Prosessing WORD template document with tags

Example: Merging WORD Template Document with Tags

A common requirement in many systems is the ability to create documents from a template and merge them with content from a database. While several plugins are available for this purpose, this example demonstrates how to achieve it using the ACF plugin.

Microsoft Word supports various document formats, including DOCX, DOC, RTF, and more. The DOCX format is essentially a ZIP archive, while the DOC and RTF formats represent single-file documents.

The easiest way to perform merge operations would, of course, involve plain text documents, as they do not contain any formatting information. However, this approach would not provide the flexibility to format the document as desired. You could consider using the Markdown format and then converting it to an HTML file, but this method does not support document styles such as headers, footers, and other requirements for paper documents or PDFs. The DOCX format can be challenging to process, as it involves a zipped document structure. The DOC format is a binary format and not easily handled for merging purposes. On the other hand, the RTF format is a text-based format but contains numerous formatting directives. This is the format we have chosen for our approach to merging documents.

In this solution, we use the RTF format for the template and then save the result with a .doc extension. This prompts Word to open it in compatibility mode, which is perfectly acceptable. You can later save it as DOCX if that's the desired format.

Let's take a closer look at the RTF format. If you save a Word document as RTF and open it in a plain text editor, you'll notice numerous directives starting with a backslash. These are directives that define various parameters for the document.

Suppose we opt to use double angle brackets on each side of our merging tag, like this:

<<Name>>

Our task is to open the RTF template, locate all the tags, and replace them with actual database content. While this may seem straightforward, issues can arise when users apply formatting within the tags. For instance, a tag like <<Address>> may become distorted if a user applies the "Bold" style to only the Address word of the tag, resulting in something like this:

<<}{\rtlch\fcs1 \ab\af31507 \ltrch\fcs0 \b\insrsid5650507\charrsid15009246 Address}{\rtlch\fcs1 \af31507 \ltrch\fcs0 \insrsid5650507 >>

How can we address this challenge?

Answer: We can use regular expressions. Specifically, we'll employ a carefully crafted regular expression with the ACF function regex_extract. This function allows us to extract tags from the document in a way that facilitates safe replacements, even when the tags contain formatting codes.

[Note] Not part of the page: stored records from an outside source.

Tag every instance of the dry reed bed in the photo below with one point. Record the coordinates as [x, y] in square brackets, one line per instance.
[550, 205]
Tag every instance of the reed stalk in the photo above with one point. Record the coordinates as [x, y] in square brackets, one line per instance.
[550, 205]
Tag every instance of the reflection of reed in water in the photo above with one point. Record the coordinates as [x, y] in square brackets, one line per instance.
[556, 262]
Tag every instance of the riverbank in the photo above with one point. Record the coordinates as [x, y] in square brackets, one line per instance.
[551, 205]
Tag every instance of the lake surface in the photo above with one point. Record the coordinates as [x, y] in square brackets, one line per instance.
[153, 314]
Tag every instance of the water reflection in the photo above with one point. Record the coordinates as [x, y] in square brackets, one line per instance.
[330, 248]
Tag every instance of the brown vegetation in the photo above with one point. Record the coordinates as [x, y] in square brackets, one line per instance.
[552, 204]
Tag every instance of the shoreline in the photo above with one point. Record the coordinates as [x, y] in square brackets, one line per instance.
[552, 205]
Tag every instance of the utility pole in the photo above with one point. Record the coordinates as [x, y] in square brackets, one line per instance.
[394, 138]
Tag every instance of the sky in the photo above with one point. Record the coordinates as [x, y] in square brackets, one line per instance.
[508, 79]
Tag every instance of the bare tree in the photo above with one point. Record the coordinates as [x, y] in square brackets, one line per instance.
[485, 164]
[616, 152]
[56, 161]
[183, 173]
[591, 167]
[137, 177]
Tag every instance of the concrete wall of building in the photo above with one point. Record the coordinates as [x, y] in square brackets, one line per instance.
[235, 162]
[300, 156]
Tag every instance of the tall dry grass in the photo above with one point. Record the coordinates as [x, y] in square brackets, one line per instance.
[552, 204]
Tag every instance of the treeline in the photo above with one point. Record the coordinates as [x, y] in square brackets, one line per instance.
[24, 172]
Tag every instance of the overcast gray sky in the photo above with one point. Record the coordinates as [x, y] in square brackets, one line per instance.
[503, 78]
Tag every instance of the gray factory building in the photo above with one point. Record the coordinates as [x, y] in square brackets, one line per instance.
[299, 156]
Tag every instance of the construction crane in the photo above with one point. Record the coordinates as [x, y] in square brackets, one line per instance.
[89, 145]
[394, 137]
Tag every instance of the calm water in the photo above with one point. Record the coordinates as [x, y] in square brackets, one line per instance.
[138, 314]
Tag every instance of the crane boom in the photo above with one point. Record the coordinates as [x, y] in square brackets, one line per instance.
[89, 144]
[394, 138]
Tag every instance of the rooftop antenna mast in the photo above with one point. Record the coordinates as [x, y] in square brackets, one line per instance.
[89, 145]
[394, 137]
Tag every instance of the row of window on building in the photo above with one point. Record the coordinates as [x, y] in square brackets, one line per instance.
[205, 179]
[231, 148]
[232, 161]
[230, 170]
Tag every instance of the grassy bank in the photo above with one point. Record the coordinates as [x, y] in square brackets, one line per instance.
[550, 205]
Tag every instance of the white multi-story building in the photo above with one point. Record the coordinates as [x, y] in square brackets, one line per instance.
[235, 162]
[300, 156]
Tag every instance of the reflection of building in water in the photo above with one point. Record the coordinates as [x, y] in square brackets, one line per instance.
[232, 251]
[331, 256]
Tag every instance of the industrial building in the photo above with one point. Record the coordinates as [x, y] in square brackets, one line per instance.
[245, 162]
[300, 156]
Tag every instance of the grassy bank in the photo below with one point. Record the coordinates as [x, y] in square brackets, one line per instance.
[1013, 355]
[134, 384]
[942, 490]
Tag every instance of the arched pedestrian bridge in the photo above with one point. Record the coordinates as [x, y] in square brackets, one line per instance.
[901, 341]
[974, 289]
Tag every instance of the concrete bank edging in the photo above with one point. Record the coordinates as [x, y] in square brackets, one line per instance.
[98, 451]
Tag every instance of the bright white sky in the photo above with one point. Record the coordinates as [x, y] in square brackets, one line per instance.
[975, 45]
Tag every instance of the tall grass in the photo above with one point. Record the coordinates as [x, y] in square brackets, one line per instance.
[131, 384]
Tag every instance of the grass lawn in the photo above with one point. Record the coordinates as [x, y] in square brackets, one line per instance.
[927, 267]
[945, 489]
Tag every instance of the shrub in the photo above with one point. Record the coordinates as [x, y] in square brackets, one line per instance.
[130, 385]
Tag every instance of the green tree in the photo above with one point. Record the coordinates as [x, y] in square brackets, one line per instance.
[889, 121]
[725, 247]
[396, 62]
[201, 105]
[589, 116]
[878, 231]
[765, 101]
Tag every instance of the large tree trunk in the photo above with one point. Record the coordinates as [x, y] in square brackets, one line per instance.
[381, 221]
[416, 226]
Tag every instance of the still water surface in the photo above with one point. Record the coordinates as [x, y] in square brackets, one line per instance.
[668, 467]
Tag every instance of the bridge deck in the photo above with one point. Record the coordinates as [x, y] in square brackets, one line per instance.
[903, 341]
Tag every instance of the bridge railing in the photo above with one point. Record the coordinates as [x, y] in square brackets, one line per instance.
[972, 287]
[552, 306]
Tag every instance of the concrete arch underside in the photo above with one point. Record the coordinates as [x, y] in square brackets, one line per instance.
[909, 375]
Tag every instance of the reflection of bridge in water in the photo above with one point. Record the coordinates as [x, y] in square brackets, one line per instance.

In regular expressions, we use "groups" (enclosed in parentheses) to extract specific portions of a match. With regex_extract, we obtain an array with one row for each match in the document. Each row contains a delimited list, including the full match and all the groups within it. One group contains the bare tag name without the << >> markers allowing us to identify the merge tag itself.

Here is the regular expression used in this solution. If you are not familiar with regex, it's OK, I have made and tested it:

string reg = "<<((?:€€[a-z0-9]*|\\}|\\{|\\s)*)([a-z0-9.\-_æøåÆØÅA-Z]*)((?:€€[a-z0-9]+|\\}|\\{|\\s)*)>>";

This regex captures four groups:

The full match
Formatting before the tag
The tag itself
Formatting codes after the tag

When performing replacements in the document, we replace the full match (1) with (2) followed by the text corresponding to (3) and (4).

As the backslash character (\) has a special meaning in regex and string literals in our code, and the document contains this character for each of the directives, it would be hard to distinguish them from each other. To simplify the regex, we temporarily use double euro signs (€€) as placeholders for backslashes in the document, making the regex easier to construct. After processing, we replace these placeholders back with backslashes.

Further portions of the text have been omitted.